Almanya’da, Anayasa Mahkemesi üyelerinin yarısı Senato, yarısı Temsilciler Meclisi tarafından seçiliyor. Her iki secimde de üçte iki çoğunluk aranıyor.
Bulgaristan, Gürcistan, Ukrayna gibi birçok ülkede, anayasa mahkemesi üyelerini atama yetkisi, Cumhurbaşkanı, parlamento ve Yüksek Yargıçlar Kurulu arasında paylaşılmış. Finlandiya’da, Anayasa Mahkemesi’nin gösterdiği adaylar arasından Cumhurbaşkanı seçiyor.
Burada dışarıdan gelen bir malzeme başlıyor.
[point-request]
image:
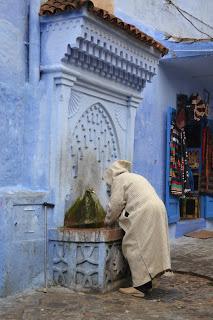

Danimarka’da ise Devlet Başkanı atıyor, ancak Anayasa Mahkemesi veto yetkisine sahip.

HSYK: HSYK’nın bağımsız ve tarafsız bir kurul olması isteniyorsa, önce Adalet Bakanı ve müsteşarının üyeliğine son vermek gerek. Avrupa’da hem bakan, hem de müsteşarının HSYK üyesi olduğu başka bir örnek yok.

Değişiklik paketinde, Adalet Bakanı’nın dairelerin çalışmalarına katılmaması uygulamada fazla bir önem taşımıyor. Önemli olan bakanın HSYK başkanı olarak sahip olduğu yetkiler. Bu yetkiler azalmıyor, çoğalıyor. Örneğin, tasarıda Adalet Bakanı’nın HSYK’nın yönetimi ve temsilinden sorumlu olduğu belirtiliyor. Mevcut Anayasa’da böyle bir madde yok. Adalet müfettişleri HSYK’ya bağlanıyor ama bakanın onayı olmadan soruşturma yapamayacaklar. HSYK’nın sekretaryası olacak ama basındaki Genel Sekreter Adalet Bakanı tarafından atanacak.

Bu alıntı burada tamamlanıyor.